Let’s move to Hornsey, north London: pricey, yes, but not bad for these parts

Slightly more affordable than its posh neighbours, and it still has a ‘proper’ high street, nice parks and stout Edwardian pubs

What’s going for it? I like a hill. I live on a hill. I get claustrophobic in the vast, mostly hill-free (or hill-lite) stretches of east or west London. I can’t see out. “Always buy on a hill,” an estate agent once told me, “won’t get flooded” – a bit of folk wisdom that, in our benighted times of April heatwaves, has an added urgency. It’s borne out in social geography, in the UK at least, where posh Johnnies tend to live on hills, all the better to escape the noxious fumes and hoi polloi.
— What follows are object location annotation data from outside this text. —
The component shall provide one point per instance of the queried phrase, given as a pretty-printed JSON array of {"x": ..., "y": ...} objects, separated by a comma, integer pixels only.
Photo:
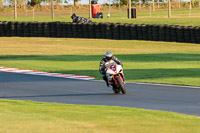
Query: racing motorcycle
[{"x": 115, "y": 76}]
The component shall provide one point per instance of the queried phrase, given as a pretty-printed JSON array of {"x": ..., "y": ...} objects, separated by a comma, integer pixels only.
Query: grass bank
[
  {"x": 35, "y": 117},
  {"x": 179, "y": 17},
  {"x": 144, "y": 61}
]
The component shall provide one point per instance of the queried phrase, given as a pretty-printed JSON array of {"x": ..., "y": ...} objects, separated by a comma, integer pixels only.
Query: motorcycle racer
[{"x": 108, "y": 56}]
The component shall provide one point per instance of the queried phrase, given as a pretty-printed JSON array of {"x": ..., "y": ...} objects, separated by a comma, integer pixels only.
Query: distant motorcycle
[{"x": 115, "y": 76}]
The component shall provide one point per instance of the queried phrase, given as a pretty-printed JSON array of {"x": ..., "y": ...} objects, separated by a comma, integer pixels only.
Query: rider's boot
[{"x": 106, "y": 80}]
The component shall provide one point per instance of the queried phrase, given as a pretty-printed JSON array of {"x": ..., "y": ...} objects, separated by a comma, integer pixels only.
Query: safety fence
[{"x": 117, "y": 31}]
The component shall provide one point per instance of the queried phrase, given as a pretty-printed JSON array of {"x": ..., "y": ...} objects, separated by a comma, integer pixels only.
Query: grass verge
[
  {"x": 36, "y": 117},
  {"x": 179, "y": 17},
  {"x": 144, "y": 61}
]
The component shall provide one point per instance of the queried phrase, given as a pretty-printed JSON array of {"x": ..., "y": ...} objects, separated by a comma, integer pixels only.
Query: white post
[
  {"x": 33, "y": 12},
  {"x": 169, "y": 9},
  {"x": 90, "y": 10},
  {"x": 150, "y": 10},
  {"x": 190, "y": 7},
  {"x": 52, "y": 9},
  {"x": 109, "y": 10},
  {"x": 153, "y": 5},
  {"x": 129, "y": 11},
  {"x": 119, "y": 4},
  {"x": 15, "y": 12}
]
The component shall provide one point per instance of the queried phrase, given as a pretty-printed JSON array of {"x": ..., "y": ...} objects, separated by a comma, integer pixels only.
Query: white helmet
[{"x": 108, "y": 55}]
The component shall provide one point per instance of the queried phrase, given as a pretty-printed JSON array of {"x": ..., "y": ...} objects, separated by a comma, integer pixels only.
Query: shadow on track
[{"x": 63, "y": 95}]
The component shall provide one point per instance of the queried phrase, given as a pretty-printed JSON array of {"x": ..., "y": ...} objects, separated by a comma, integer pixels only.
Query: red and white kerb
[{"x": 71, "y": 76}]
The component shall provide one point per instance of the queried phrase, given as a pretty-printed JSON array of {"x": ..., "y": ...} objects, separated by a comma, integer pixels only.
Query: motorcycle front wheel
[{"x": 121, "y": 85}]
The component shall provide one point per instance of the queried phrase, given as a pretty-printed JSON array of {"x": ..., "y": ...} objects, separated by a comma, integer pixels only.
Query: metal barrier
[{"x": 117, "y": 31}]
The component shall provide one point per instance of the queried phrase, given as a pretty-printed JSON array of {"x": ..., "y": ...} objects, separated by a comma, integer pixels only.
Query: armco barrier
[{"x": 117, "y": 31}]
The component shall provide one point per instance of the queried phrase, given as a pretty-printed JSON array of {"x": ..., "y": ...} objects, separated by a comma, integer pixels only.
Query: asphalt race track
[{"x": 179, "y": 99}]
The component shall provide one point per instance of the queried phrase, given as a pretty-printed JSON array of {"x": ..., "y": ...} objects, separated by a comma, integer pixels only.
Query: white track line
[
  {"x": 32, "y": 72},
  {"x": 154, "y": 84}
]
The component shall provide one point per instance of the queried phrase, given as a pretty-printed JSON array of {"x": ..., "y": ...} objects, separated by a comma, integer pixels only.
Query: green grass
[
  {"x": 144, "y": 61},
  {"x": 36, "y": 117},
  {"x": 179, "y": 17}
]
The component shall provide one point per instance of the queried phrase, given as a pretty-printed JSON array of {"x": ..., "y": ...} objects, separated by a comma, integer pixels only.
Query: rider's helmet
[{"x": 108, "y": 55}]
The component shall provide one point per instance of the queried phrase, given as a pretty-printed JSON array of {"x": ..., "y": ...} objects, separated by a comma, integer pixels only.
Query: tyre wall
[{"x": 117, "y": 31}]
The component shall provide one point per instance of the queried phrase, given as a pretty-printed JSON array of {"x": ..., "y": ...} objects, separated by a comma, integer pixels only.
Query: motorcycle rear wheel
[{"x": 121, "y": 85}]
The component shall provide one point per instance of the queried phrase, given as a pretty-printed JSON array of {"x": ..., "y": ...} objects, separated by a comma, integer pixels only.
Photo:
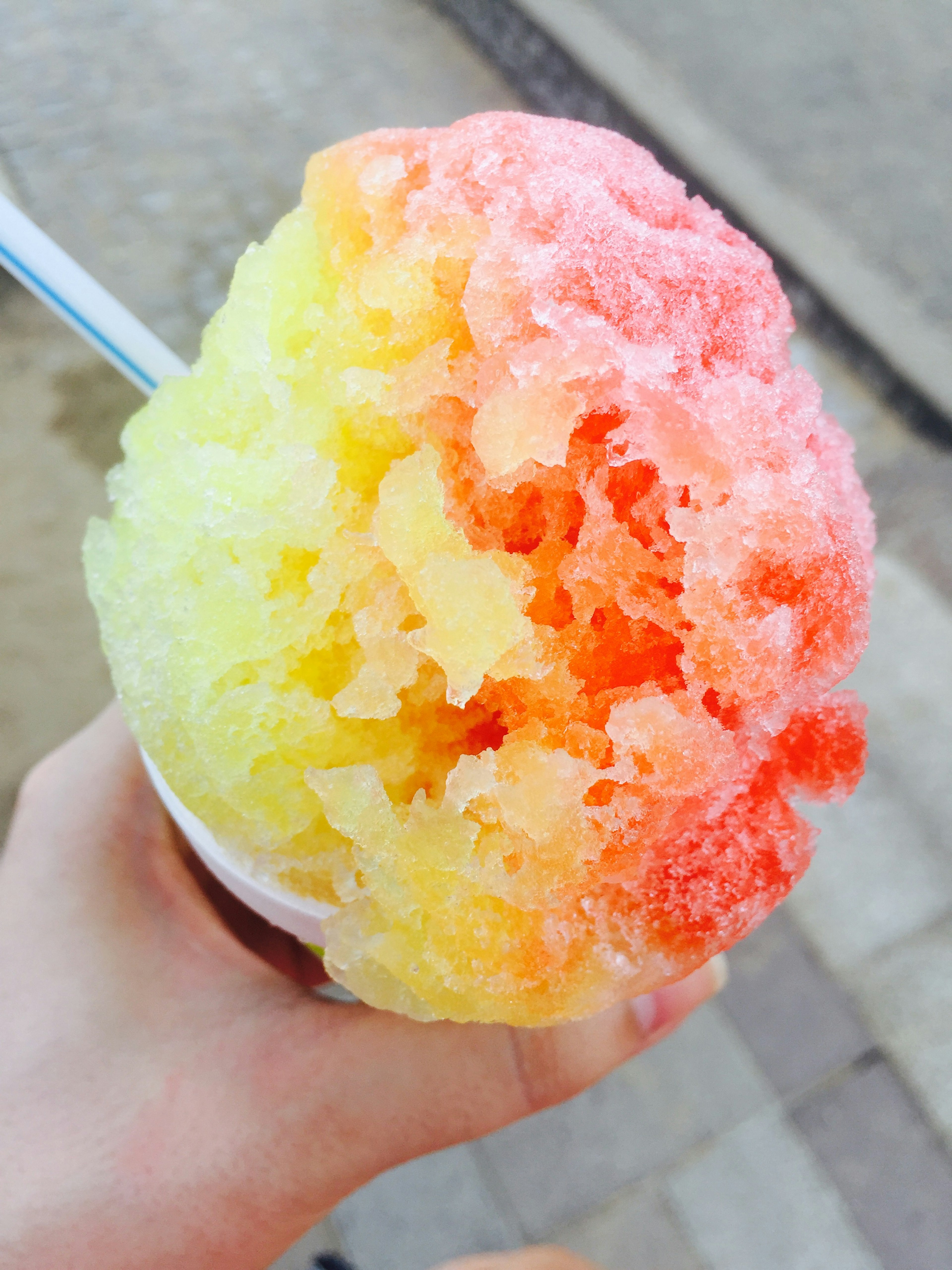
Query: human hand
[{"x": 172, "y": 1091}]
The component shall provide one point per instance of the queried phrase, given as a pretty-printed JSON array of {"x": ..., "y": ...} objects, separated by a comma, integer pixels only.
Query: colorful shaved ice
[{"x": 489, "y": 577}]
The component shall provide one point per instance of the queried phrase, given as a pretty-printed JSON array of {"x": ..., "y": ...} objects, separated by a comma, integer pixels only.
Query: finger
[
  {"x": 91, "y": 834},
  {"x": 427, "y": 1086}
]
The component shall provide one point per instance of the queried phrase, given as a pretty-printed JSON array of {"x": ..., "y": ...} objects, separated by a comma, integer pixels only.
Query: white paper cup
[{"x": 298, "y": 915}]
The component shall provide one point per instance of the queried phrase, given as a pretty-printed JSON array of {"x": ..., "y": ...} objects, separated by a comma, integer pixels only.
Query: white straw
[{"x": 55, "y": 279}]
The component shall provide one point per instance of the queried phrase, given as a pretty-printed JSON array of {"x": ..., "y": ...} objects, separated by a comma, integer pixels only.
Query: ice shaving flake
[{"x": 490, "y": 576}]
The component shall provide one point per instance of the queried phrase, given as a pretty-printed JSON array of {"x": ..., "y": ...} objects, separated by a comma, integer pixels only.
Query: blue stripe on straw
[{"x": 78, "y": 318}]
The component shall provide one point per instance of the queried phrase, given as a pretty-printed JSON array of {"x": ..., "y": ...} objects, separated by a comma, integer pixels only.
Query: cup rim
[{"x": 298, "y": 915}]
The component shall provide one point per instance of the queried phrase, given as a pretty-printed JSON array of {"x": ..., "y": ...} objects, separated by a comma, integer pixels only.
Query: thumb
[{"x": 427, "y": 1086}]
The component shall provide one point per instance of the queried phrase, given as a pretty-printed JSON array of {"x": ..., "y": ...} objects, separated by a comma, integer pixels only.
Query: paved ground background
[
  {"x": 805, "y": 1119},
  {"x": 847, "y": 105}
]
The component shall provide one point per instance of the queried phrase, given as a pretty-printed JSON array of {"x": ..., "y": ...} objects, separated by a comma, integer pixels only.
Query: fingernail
[
  {"x": 658, "y": 1010},
  {"x": 647, "y": 1013},
  {"x": 720, "y": 972}
]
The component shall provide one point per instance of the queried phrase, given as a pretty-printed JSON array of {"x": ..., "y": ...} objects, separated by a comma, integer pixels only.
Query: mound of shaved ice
[{"x": 489, "y": 577}]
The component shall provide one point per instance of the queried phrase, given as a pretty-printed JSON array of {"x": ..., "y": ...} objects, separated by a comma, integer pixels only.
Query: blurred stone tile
[
  {"x": 53, "y": 674},
  {"x": 320, "y": 1239},
  {"x": 879, "y": 434},
  {"x": 563, "y": 1163},
  {"x": 876, "y": 877},
  {"x": 757, "y": 1201},
  {"x": 423, "y": 1213},
  {"x": 888, "y": 1164},
  {"x": 913, "y": 502},
  {"x": 907, "y": 995},
  {"x": 906, "y": 679},
  {"x": 636, "y": 1231},
  {"x": 795, "y": 1018}
]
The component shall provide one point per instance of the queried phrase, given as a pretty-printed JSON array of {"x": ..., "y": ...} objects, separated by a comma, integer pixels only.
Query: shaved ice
[{"x": 489, "y": 577}]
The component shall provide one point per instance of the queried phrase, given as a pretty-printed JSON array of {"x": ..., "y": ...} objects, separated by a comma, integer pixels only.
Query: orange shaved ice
[{"x": 489, "y": 577}]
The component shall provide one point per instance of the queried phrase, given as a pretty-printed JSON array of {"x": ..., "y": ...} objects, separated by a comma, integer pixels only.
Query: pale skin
[{"x": 173, "y": 1093}]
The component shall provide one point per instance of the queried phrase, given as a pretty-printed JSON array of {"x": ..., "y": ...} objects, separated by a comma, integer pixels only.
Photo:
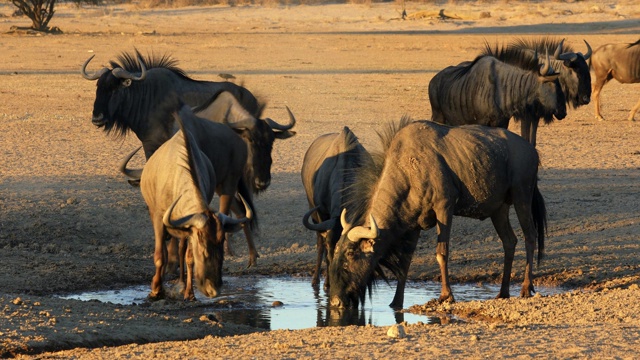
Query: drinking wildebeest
[
  {"x": 127, "y": 97},
  {"x": 615, "y": 61},
  {"x": 178, "y": 181},
  {"x": 489, "y": 92},
  {"x": 574, "y": 76},
  {"x": 429, "y": 173},
  {"x": 327, "y": 173}
]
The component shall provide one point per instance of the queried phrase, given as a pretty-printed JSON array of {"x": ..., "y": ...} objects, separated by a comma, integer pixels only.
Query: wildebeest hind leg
[
  {"x": 501, "y": 223},
  {"x": 634, "y": 111}
]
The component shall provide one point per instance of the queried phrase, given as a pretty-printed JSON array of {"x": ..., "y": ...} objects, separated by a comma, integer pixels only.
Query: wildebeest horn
[
  {"x": 323, "y": 226},
  {"x": 361, "y": 232},
  {"x": 274, "y": 125},
  {"x": 558, "y": 50},
  {"x": 588, "y": 54},
  {"x": 546, "y": 69},
  {"x": 96, "y": 75},
  {"x": 121, "y": 73},
  {"x": 198, "y": 220},
  {"x": 134, "y": 174}
]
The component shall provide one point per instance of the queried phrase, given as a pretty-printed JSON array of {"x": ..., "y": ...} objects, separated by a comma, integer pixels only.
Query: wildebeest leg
[
  {"x": 595, "y": 93},
  {"x": 442, "y": 255},
  {"x": 320, "y": 247},
  {"x": 159, "y": 259},
  {"x": 634, "y": 111},
  {"x": 404, "y": 262},
  {"x": 522, "y": 205},
  {"x": 239, "y": 210},
  {"x": 188, "y": 290},
  {"x": 509, "y": 240}
]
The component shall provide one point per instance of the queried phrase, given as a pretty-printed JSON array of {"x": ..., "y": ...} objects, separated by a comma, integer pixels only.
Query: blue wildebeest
[
  {"x": 489, "y": 92},
  {"x": 574, "y": 76},
  {"x": 327, "y": 173},
  {"x": 615, "y": 61},
  {"x": 179, "y": 181},
  {"x": 428, "y": 174},
  {"x": 126, "y": 99}
]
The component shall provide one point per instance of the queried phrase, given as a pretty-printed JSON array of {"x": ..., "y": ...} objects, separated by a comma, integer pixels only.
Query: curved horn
[
  {"x": 361, "y": 232},
  {"x": 588, "y": 54},
  {"x": 558, "y": 50},
  {"x": 121, "y": 73},
  {"x": 96, "y": 75},
  {"x": 274, "y": 125},
  {"x": 323, "y": 226},
  {"x": 196, "y": 220},
  {"x": 134, "y": 174}
]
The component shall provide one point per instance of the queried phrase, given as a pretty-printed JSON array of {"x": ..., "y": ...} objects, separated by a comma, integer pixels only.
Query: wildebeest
[
  {"x": 178, "y": 181},
  {"x": 615, "y": 61},
  {"x": 430, "y": 173},
  {"x": 327, "y": 173},
  {"x": 574, "y": 76},
  {"x": 489, "y": 92},
  {"x": 127, "y": 96}
]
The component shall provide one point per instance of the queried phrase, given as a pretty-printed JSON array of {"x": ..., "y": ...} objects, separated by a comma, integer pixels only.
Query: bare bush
[{"x": 39, "y": 11}]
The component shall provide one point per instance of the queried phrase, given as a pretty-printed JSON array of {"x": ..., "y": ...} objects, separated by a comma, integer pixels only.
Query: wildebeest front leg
[
  {"x": 442, "y": 255},
  {"x": 405, "y": 260},
  {"x": 509, "y": 240},
  {"x": 159, "y": 259},
  {"x": 239, "y": 210}
]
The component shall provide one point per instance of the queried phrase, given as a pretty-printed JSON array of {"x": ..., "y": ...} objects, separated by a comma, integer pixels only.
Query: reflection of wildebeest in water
[
  {"x": 430, "y": 173},
  {"x": 327, "y": 172},
  {"x": 127, "y": 97},
  {"x": 489, "y": 92},
  {"x": 178, "y": 183},
  {"x": 615, "y": 61},
  {"x": 574, "y": 76}
]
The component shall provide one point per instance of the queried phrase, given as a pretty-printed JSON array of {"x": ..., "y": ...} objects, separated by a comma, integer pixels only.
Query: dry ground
[{"x": 69, "y": 222}]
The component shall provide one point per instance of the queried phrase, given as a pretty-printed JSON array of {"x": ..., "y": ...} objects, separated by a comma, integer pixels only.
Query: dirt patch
[{"x": 69, "y": 222}]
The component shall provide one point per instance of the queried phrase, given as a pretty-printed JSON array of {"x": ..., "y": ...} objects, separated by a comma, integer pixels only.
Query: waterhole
[{"x": 291, "y": 303}]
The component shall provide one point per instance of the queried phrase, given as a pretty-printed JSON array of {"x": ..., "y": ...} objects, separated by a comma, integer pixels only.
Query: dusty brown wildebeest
[
  {"x": 179, "y": 181},
  {"x": 615, "y": 61},
  {"x": 327, "y": 173},
  {"x": 430, "y": 173}
]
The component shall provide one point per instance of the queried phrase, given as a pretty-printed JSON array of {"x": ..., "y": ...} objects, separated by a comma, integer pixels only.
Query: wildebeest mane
[
  {"x": 129, "y": 62},
  {"x": 541, "y": 44},
  {"x": 513, "y": 56},
  {"x": 360, "y": 194}
]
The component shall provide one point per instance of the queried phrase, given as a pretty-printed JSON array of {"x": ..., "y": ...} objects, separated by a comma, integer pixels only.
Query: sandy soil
[{"x": 69, "y": 222}]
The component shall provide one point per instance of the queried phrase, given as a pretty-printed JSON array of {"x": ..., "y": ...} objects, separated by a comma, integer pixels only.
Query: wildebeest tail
[
  {"x": 246, "y": 193},
  {"x": 539, "y": 219}
]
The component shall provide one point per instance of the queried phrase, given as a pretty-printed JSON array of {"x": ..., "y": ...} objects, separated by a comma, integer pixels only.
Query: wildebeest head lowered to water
[
  {"x": 615, "y": 61},
  {"x": 327, "y": 174},
  {"x": 427, "y": 174},
  {"x": 178, "y": 184},
  {"x": 489, "y": 92}
]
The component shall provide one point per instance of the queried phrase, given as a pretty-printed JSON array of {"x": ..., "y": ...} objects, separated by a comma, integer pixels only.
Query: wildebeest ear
[{"x": 283, "y": 134}]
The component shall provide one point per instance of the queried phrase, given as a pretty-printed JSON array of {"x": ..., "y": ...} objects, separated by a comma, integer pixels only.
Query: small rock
[{"x": 396, "y": 331}]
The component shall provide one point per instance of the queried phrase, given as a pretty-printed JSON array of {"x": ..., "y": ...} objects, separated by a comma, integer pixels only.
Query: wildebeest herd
[{"x": 367, "y": 208}]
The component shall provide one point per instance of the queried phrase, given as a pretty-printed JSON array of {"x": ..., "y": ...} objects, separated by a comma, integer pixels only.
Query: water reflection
[{"x": 250, "y": 301}]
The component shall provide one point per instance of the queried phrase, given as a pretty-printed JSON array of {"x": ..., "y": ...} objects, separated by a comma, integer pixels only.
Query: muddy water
[{"x": 250, "y": 301}]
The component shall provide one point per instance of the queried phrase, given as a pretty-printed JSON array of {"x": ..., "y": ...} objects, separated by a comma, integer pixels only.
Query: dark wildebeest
[
  {"x": 178, "y": 181},
  {"x": 615, "y": 61},
  {"x": 430, "y": 173},
  {"x": 574, "y": 76},
  {"x": 126, "y": 99},
  {"x": 327, "y": 172},
  {"x": 489, "y": 92}
]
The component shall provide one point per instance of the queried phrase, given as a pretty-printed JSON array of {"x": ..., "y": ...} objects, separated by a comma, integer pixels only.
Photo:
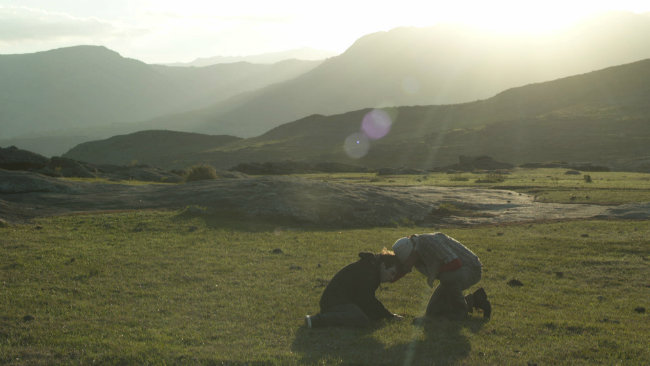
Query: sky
[{"x": 165, "y": 31}]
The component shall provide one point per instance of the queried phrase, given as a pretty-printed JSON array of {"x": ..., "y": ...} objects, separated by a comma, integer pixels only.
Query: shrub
[{"x": 200, "y": 172}]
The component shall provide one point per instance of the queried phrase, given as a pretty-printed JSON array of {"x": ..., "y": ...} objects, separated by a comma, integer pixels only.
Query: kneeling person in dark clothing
[{"x": 349, "y": 299}]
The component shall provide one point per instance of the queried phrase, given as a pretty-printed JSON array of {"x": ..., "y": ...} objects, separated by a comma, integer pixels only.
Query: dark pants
[
  {"x": 447, "y": 299},
  {"x": 343, "y": 315}
]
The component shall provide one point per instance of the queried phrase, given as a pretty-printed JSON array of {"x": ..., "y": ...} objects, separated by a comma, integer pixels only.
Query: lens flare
[
  {"x": 410, "y": 85},
  {"x": 376, "y": 124},
  {"x": 356, "y": 145}
]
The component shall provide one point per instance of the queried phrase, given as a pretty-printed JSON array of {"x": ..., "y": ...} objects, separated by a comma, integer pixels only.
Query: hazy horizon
[{"x": 172, "y": 32}]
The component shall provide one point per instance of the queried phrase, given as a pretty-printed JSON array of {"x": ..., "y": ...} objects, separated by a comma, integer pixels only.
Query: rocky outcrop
[{"x": 294, "y": 201}]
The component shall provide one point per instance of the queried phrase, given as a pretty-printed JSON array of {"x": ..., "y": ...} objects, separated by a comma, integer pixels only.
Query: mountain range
[
  {"x": 304, "y": 53},
  {"x": 93, "y": 91},
  {"x": 88, "y": 93},
  {"x": 424, "y": 66},
  {"x": 601, "y": 117}
]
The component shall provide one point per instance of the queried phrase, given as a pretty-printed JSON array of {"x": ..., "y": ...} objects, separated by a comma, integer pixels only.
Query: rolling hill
[
  {"x": 74, "y": 91},
  {"x": 602, "y": 117},
  {"x": 425, "y": 66}
]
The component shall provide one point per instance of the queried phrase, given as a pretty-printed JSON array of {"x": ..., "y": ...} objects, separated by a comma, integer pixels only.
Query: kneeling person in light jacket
[{"x": 438, "y": 256}]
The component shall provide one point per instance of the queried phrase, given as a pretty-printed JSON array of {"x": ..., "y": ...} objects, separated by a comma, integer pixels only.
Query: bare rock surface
[{"x": 24, "y": 195}]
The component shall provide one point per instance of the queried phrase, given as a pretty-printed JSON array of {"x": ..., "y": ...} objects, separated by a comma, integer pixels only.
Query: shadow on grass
[{"x": 435, "y": 342}]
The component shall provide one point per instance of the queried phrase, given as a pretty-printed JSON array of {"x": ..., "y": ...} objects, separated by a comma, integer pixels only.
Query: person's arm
[{"x": 373, "y": 308}]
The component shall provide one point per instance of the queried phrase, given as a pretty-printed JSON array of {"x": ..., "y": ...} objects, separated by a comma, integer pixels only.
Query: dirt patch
[{"x": 25, "y": 195}]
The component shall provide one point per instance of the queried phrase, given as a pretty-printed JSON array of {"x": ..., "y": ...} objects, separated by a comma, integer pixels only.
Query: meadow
[{"x": 164, "y": 287}]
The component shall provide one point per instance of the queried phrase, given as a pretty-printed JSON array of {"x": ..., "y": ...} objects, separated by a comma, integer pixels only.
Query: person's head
[
  {"x": 388, "y": 265},
  {"x": 404, "y": 249}
]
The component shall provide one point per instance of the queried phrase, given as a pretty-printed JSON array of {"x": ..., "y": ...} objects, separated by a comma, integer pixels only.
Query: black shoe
[
  {"x": 480, "y": 301},
  {"x": 469, "y": 299}
]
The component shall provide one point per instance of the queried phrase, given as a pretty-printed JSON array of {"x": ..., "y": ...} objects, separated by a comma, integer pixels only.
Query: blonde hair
[{"x": 386, "y": 251}]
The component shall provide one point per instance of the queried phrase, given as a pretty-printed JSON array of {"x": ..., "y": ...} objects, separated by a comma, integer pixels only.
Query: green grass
[
  {"x": 154, "y": 287},
  {"x": 548, "y": 185}
]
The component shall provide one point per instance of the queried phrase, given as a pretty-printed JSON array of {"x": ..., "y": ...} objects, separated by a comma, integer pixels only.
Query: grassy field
[
  {"x": 157, "y": 287},
  {"x": 548, "y": 185}
]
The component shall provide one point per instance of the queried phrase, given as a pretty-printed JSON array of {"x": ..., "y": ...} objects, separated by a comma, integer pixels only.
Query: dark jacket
[{"x": 356, "y": 284}]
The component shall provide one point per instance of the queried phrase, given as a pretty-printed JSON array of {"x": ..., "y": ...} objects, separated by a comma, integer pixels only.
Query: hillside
[
  {"x": 155, "y": 147},
  {"x": 600, "y": 117},
  {"x": 425, "y": 66},
  {"x": 72, "y": 91}
]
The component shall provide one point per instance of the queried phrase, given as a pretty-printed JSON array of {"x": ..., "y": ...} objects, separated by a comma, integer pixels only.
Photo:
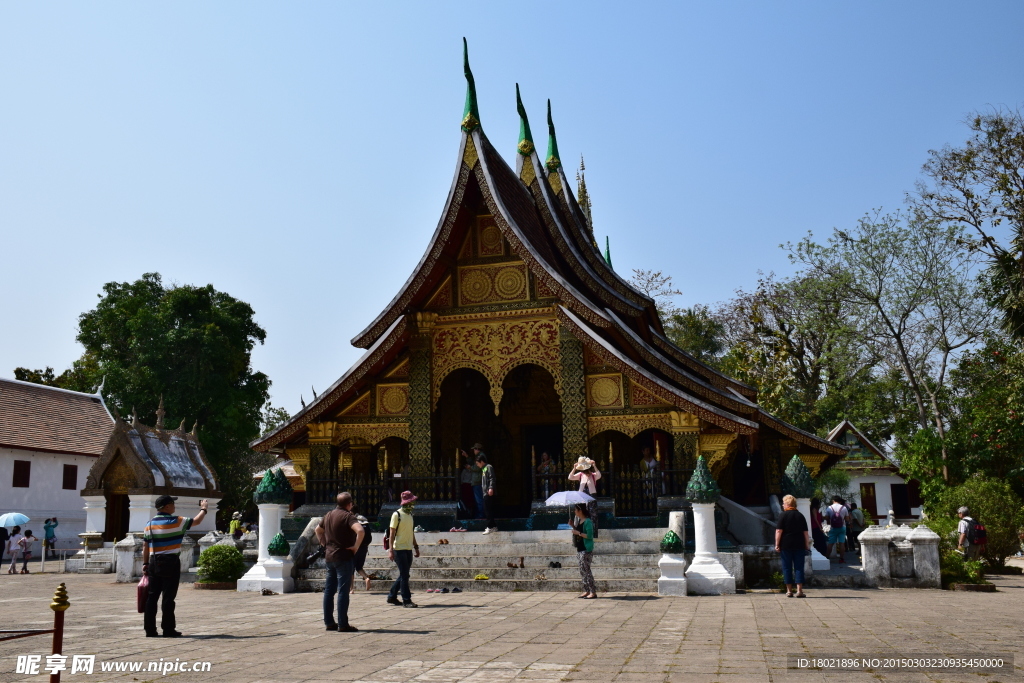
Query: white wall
[
  {"x": 45, "y": 496},
  {"x": 883, "y": 492}
]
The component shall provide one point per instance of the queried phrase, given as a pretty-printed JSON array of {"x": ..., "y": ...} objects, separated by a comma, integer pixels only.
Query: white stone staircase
[{"x": 625, "y": 560}]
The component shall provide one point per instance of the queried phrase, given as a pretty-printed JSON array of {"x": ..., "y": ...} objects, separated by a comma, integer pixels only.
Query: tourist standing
[
  {"x": 838, "y": 517},
  {"x": 49, "y": 537},
  {"x": 487, "y": 483},
  {"x": 13, "y": 548},
  {"x": 586, "y": 472},
  {"x": 583, "y": 539},
  {"x": 359, "y": 560},
  {"x": 792, "y": 542},
  {"x": 401, "y": 549},
  {"x": 967, "y": 536},
  {"x": 162, "y": 540},
  {"x": 341, "y": 534}
]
Most of north London’s hills – from Hampstead to Muswell Hill – have long, long been out of bounds for the likes of us. Hornsey, sliding down Lea Valley hillside and touched by Harringay and Wood Green, is still out of bounds, but, I don’t know, maybe on a good day, with the wind behind us, and saving all our pennies from the back of the sofa, we could club together for a roomshare. Its high street is still “proper”, with hardware shops and “continental grocers” alongside the inevitable incoming coffee palaces. There’s a nook of the old village by the parish church, nice parks, stout Edwardian pubs such as the Great Northern Railway Tavern, and, looming above all at the crown of the hill, the crouching bulk of Alexandra Palace. At least the view from the top is free.

The case against Still blooming expensive, just, in the way that London works, not quite as expensive as its fancier neighbours.